Why do we need KVM to hand off cp15 accesses to QEMU? As of now almost all of this is supported in-kernel. Do the CP15 behavior vary that much according to the board config? I would think that other co-processor accesses would actually be more important if they're used as interfaces for DSPs etc. But in that case, yes, we need a way to handle them at least.
I think it was mostly the generic timer that inclined me that way: it's a device that just happens to be hung off the cp15 interface rather than being memory mapped.
My assumption was that initial default would be "hand everything off to qemu" with the kernel then providing implementations of things like timers for performance reasons later.
Also, there are lots of cp15 registers, and they vary between implementations, so (a) it would be useful to share the emulation implementation between qemu and kvm somehow and (b) are you really going to implement cp15 emulation for half a dozen CPU implementations in the kernel?
If it doesn't make sense to hand off cp15 accesses that's fine, though -- I want to do this refactoring for the A15 system mode implementation in qemu anyway, because I really don't think we should try to shoehorn in yet another cpu implementation into the current set of switch statements...
It looks (from a brief glance at the code) like ppc kvm does handoff-to-qemu with the DCRs, incidentally.
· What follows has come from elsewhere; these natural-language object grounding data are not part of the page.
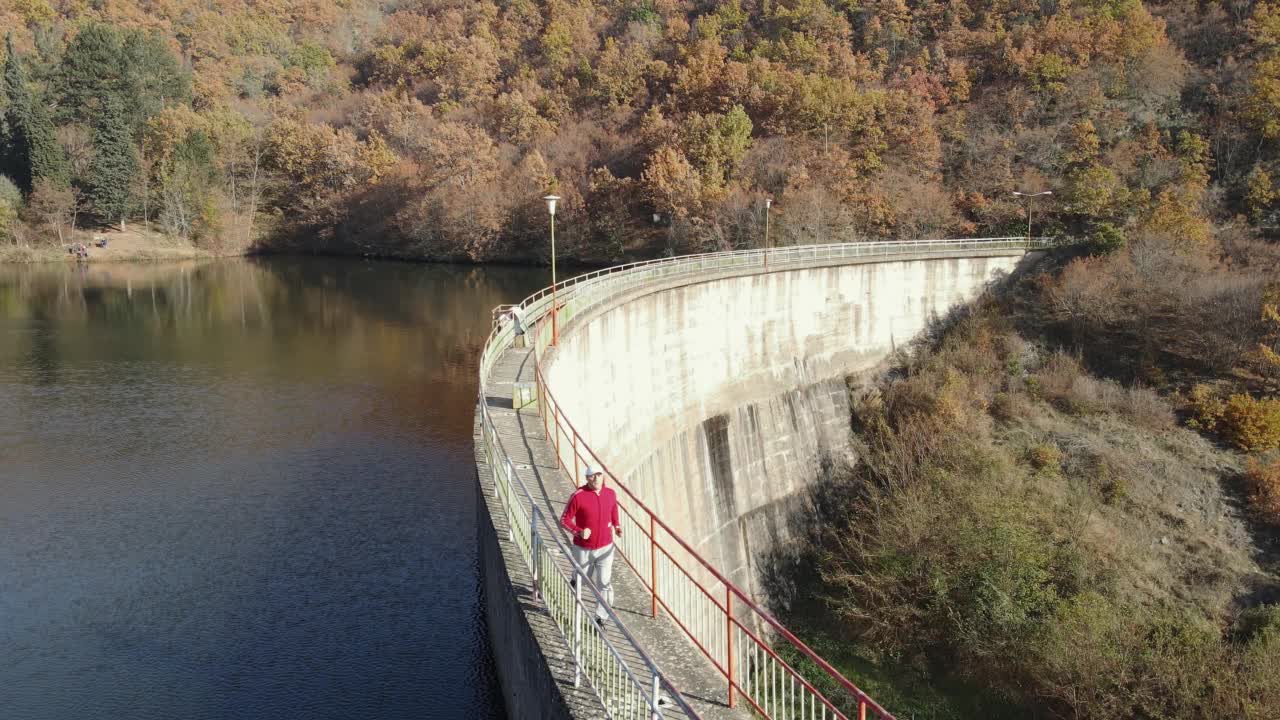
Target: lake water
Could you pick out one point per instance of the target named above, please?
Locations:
(242, 488)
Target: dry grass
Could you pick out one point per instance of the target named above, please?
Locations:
(1054, 536)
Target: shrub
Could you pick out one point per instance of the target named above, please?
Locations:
(1262, 484)
(1045, 456)
(1249, 423)
(1206, 408)
(1147, 409)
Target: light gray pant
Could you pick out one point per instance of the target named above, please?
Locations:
(599, 568)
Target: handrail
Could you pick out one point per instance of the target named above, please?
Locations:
(760, 684)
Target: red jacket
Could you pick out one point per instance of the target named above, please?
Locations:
(586, 509)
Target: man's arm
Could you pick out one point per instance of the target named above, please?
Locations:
(568, 519)
(617, 527)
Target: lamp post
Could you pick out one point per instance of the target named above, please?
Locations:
(551, 208)
(1031, 199)
(768, 203)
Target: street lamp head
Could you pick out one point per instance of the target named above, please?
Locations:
(551, 203)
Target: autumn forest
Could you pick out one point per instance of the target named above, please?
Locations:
(430, 128)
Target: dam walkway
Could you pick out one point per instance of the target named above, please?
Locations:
(533, 456)
(681, 639)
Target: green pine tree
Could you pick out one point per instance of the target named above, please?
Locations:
(14, 160)
(31, 149)
(114, 163)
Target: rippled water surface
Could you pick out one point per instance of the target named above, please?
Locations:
(242, 488)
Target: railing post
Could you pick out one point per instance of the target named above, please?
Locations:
(656, 707)
(653, 569)
(534, 545)
(728, 641)
(556, 422)
(577, 625)
(542, 402)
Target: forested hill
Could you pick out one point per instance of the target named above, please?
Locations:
(430, 128)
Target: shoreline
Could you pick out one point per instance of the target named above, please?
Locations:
(22, 255)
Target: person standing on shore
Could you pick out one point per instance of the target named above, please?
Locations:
(592, 516)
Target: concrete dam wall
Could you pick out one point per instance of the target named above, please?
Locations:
(714, 399)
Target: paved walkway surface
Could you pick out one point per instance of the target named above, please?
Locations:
(525, 440)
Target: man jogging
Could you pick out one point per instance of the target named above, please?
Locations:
(592, 515)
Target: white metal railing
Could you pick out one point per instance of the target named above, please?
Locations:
(721, 620)
(553, 570)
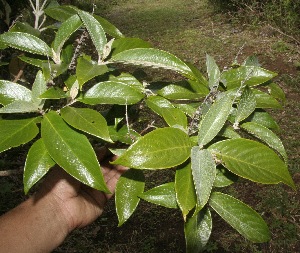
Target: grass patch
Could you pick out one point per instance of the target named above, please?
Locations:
(190, 29)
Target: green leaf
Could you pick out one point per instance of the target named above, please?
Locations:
(87, 69)
(213, 72)
(112, 93)
(179, 91)
(26, 42)
(25, 28)
(188, 109)
(229, 132)
(53, 93)
(87, 120)
(64, 32)
(197, 231)
(241, 217)
(123, 44)
(95, 30)
(108, 27)
(246, 105)
(129, 80)
(174, 117)
(122, 134)
(252, 160)
(263, 100)
(38, 163)
(33, 61)
(214, 120)
(130, 185)
(263, 118)
(14, 133)
(163, 195)
(185, 190)
(153, 58)
(38, 88)
(60, 13)
(72, 151)
(157, 103)
(159, 149)
(199, 83)
(224, 177)
(276, 92)
(10, 92)
(19, 106)
(250, 75)
(199, 87)
(204, 174)
(267, 136)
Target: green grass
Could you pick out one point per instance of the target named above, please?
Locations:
(190, 29)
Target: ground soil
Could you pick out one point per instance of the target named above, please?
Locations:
(155, 229)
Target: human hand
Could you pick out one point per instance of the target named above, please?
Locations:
(80, 204)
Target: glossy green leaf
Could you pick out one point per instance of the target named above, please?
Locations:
(174, 117)
(267, 136)
(177, 91)
(241, 217)
(199, 87)
(250, 75)
(60, 13)
(38, 163)
(130, 185)
(14, 133)
(19, 106)
(10, 92)
(246, 105)
(112, 93)
(229, 132)
(123, 44)
(123, 135)
(159, 149)
(87, 69)
(157, 103)
(214, 120)
(109, 27)
(263, 118)
(163, 195)
(185, 190)
(252, 160)
(224, 177)
(188, 109)
(33, 61)
(53, 93)
(64, 32)
(153, 58)
(129, 80)
(204, 173)
(276, 92)
(25, 28)
(264, 100)
(38, 88)
(95, 30)
(72, 151)
(26, 42)
(197, 230)
(87, 120)
(213, 72)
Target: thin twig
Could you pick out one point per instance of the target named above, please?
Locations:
(282, 33)
(6, 173)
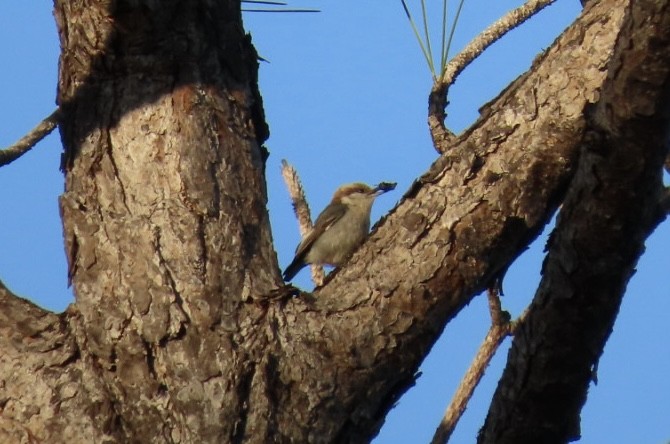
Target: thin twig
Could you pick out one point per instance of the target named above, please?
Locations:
(301, 210)
(25, 144)
(501, 327)
(437, 101)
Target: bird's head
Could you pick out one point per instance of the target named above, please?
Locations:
(359, 193)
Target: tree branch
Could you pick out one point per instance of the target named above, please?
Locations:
(610, 209)
(10, 154)
(437, 100)
(301, 210)
(501, 327)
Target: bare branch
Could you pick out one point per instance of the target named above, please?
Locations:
(301, 210)
(665, 200)
(437, 100)
(501, 327)
(9, 155)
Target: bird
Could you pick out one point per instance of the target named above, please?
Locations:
(340, 228)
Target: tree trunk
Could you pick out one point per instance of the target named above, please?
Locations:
(182, 330)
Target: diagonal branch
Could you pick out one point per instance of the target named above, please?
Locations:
(501, 328)
(437, 100)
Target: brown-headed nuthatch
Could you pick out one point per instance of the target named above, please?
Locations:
(340, 228)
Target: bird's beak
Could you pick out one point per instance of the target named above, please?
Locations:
(383, 187)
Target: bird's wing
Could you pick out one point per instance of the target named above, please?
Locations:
(326, 219)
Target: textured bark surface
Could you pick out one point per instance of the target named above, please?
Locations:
(181, 330)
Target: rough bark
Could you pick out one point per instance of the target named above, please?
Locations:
(174, 336)
(613, 204)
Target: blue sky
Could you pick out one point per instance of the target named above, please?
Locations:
(345, 93)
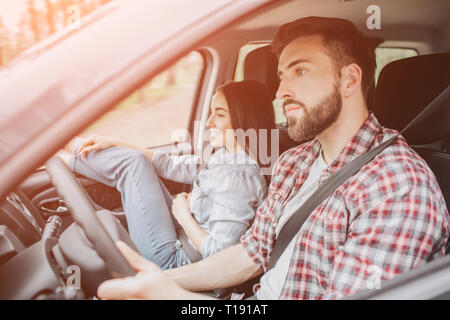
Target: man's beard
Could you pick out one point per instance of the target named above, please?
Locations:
(318, 119)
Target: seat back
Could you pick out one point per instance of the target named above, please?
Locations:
(262, 65)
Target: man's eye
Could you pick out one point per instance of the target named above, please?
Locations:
(300, 72)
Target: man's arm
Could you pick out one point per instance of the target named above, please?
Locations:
(232, 264)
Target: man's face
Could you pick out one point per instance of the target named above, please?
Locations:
(309, 87)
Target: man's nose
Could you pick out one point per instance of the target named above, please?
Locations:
(284, 92)
(209, 122)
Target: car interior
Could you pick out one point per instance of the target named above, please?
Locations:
(36, 249)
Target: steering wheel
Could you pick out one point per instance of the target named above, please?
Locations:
(85, 216)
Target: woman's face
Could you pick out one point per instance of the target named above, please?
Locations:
(219, 122)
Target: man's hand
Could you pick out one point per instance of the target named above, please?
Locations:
(180, 208)
(149, 283)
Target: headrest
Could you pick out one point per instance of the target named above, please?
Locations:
(405, 87)
(262, 65)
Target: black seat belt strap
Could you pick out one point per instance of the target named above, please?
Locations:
(291, 228)
(293, 225)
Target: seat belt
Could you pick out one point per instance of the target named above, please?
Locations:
(293, 225)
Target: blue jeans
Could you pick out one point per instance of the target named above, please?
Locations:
(146, 201)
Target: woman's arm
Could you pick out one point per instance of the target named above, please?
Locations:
(233, 204)
(183, 214)
(182, 169)
(97, 142)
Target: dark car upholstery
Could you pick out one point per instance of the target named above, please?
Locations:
(262, 65)
(404, 89)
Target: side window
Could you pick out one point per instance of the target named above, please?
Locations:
(239, 76)
(386, 55)
(153, 114)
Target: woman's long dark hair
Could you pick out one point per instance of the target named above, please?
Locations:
(250, 107)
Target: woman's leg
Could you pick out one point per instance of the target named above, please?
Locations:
(145, 203)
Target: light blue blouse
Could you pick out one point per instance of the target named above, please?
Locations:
(225, 194)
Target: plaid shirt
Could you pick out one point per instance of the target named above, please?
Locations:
(388, 218)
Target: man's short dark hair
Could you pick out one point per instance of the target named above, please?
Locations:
(344, 42)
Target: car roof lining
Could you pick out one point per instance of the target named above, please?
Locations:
(423, 27)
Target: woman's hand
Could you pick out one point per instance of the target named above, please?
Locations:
(96, 142)
(150, 282)
(180, 208)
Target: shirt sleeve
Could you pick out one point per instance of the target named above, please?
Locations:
(233, 209)
(182, 169)
(399, 222)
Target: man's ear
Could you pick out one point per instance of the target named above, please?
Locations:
(351, 77)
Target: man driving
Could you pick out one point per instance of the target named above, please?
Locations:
(388, 218)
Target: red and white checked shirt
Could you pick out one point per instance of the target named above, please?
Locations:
(388, 218)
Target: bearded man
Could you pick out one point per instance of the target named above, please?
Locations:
(389, 217)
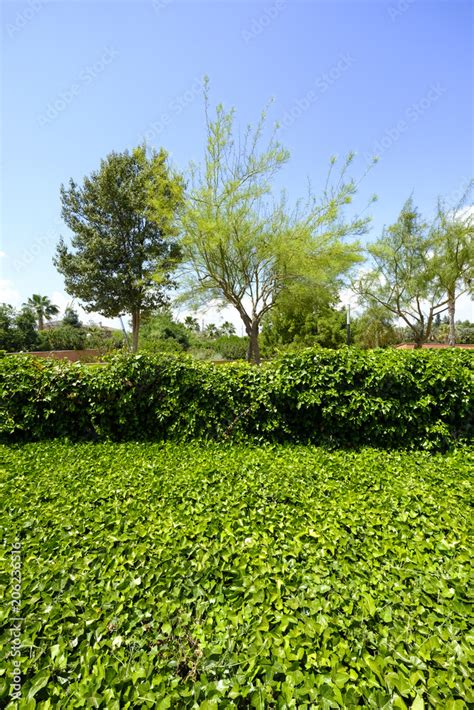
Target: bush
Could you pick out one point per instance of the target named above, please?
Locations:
(231, 347)
(336, 398)
(65, 337)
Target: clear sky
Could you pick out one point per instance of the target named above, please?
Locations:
(82, 78)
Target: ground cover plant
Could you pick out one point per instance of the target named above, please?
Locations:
(188, 576)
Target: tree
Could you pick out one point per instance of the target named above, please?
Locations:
(374, 328)
(304, 317)
(453, 245)
(161, 332)
(404, 279)
(192, 324)
(71, 318)
(17, 329)
(243, 247)
(123, 220)
(42, 308)
(227, 328)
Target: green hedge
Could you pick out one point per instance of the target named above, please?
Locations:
(347, 397)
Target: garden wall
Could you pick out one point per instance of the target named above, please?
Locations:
(347, 397)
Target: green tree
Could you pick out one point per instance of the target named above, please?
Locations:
(161, 332)
(404, 279)
(65, 337)
(42, 308)
(124, 243)
(192, 324)
(17, 329)
(374, 328)
(453, 244)
(71, 318)
(304, 317)
(227, 328)
(245, 248)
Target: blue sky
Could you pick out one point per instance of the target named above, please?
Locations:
(80, 79)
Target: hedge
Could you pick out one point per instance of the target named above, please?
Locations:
(383, 398)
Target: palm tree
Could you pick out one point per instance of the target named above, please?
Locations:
(42, 308)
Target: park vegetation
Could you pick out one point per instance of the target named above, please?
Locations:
(174, 575)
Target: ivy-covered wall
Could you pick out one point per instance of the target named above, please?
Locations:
(384, 398)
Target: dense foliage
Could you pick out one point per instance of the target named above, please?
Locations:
(179, 576)
(124, 245)
(337, 398)
(17, 329)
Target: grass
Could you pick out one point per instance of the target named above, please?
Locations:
(189, 576)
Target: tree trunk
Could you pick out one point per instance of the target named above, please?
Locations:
(451, 316)
(253, 352)
(135, 330)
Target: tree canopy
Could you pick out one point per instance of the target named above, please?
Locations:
(417, 268)
(124, 234)
(244, 246)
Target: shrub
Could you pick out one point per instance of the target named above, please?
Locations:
(336, 398)
(65, 337)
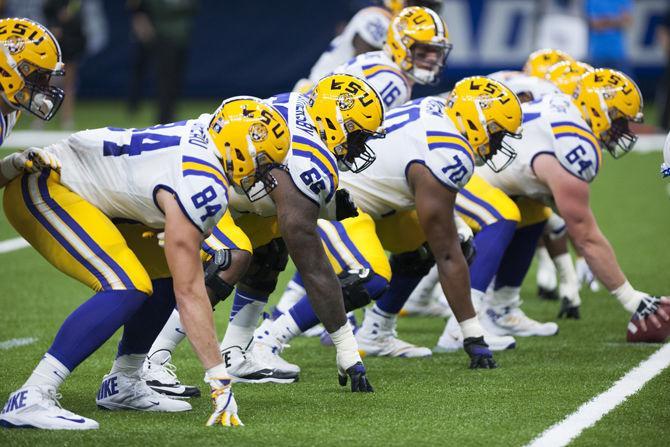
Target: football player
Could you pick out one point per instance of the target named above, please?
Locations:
(329, 130)
(407, 203)
(172, 176)
(365, 32)
(416, 49)
(29, 57)
(559, 155)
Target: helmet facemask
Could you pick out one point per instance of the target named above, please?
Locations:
(355, 155)
(619, 139)
(500, 153)
(430, 55)
(37, 96)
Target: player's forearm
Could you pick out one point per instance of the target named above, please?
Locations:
(195, 313)
(455, 280)
(600, 257)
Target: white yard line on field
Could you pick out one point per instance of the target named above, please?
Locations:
(16, 342)
(13, 244)
(591, 412)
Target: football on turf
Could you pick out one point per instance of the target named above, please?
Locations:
(653, 334)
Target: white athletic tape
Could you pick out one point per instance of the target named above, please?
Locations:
(587, 415)
(13, 244)
(16, 342)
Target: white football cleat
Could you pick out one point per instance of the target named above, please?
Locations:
(161, 376)
(246, 367)
(38, 407)
(377, 337)
(451, 339)
(513, 321)
(119, 391)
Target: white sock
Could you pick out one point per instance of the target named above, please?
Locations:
(346, 345)
(291, 295)
(129, 364)
(240, 331)
(504, 297)
(48, 372)
(285, 328)
(170, 336)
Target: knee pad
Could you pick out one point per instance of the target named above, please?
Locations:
(413, 263)
(218, 288)
(266, 264)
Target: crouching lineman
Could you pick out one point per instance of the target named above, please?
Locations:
(328, 129)
(173, 176)
(559, 155)
(407, 199)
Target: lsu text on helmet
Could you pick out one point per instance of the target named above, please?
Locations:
(30, 56)
(485, 112)
(609, 100)
(347, 111)
(251, 138)
(418, 42)
(539, 61)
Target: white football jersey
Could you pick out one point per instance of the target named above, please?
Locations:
(120, 171)
(370, 24)
(382, 74)
(519, 82)
(418, 132)
(552, 125)
(7, 123)
(311, 165)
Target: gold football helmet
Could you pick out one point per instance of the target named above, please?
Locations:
(539, 61)
(347, 111)
(30, 56)
(485, 112)
(566, 75)
(418, 42)
(251, 138)
(609, 100)
(395, 6)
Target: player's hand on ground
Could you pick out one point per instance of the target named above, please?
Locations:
(568, 309)
(649, 311)
(479, 352)
(223, 401)
(358, 377)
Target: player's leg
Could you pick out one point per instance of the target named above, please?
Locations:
(158, 369)
(502, 308)
(493, 217)
(83, 243)
(359, 261)
(402, 235)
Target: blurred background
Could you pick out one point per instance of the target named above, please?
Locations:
(136, 62)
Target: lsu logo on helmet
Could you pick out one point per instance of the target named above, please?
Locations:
(251, 138)
(485, 112)
(29, 57)
(347, 111)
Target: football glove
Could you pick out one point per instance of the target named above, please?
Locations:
(223, 401)
(30, 160)
(479, 352)
(344, 205)
(649, 308)
(359, 381)
(568, 309)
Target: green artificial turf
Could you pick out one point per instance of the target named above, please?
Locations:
(433, 401)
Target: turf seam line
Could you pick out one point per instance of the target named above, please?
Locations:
(16, 342)
(16, 243)
(588, 414)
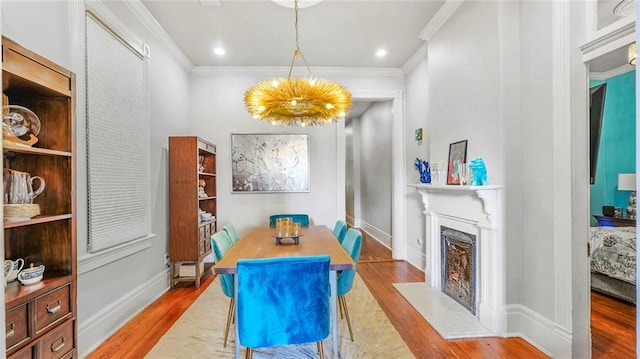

Also on the radar is a fourth piece of work:
* QEMU virtio-mmio support
This is adding support for the 'mmio' virtio transport, which will allow virtio support in a versatile-express model. We're going to need this at some point but the current thought is that we want to do the above listed more important bits of work first... (The exception would probably be if it turned out that this was sufficiently useful for making early KVM development easier)
I don't really see why it would be. Is this not merely a question of performance?
Yes; Marc Z was complaining at me earlier this week about SD card emulated performance being particularly dire, though :-) So this is kind of down here as a "if anybody wants this sooner than some-time-late-next-Q1 now is a good time to scream" marker...
I would like some clarity (if possible) of which branch the KVM support for ARM should be based on. Is it the Linaro version of QEMU and basically just keep rebasing the changes off there until someone accepts them or?
What would be helpful from the point of view of KVM is to have basic ARM host support and the A15 system model upstream.
My plan here was that the bits like A15 system model which are clearly upstreamable I would push directly upstream (and just keep in qemu-linaro for the typically week-or-three things take to go through upstream patch review). For the KVM support patch itself, my thought was simply to carry that in qemu-linaro as an "unsupported work in progress" patch until we think it's ready to commit upstream. [I'm suggesting qemu-linaro here mostly because it's convenient to me: it's a tree I already maintain and track upstream trunk with. If that would be awkward for other people we can do something else.]
Pretty high up my todo list was rebasing your kvm patch on to master / qemu-linaro (the two are more or less the same for this purpose).
Currently there are a number of changes to the configure script to make things work and we link against a prebuilt zlib library that we keep distributing to people who wish to build QEMU for KVM/ARM.
I have some instructions for Ubuntu oneiric hosts that work by using the stock oneiric ARM zlib (installed via dpkg-cross): see the section at the bottom of https://wiki.linaro.org/PeterMaydell/A15OnFastModels (that's "how to cross build upstream qemu master", not your qemu with the kvm patch.)
You'll find that when we update to QEMU 1.0 you'll also need a cross version of the glib/gthread libraries, which may make you more reluctant to stick to the "hand out prebuilt cross library" approach.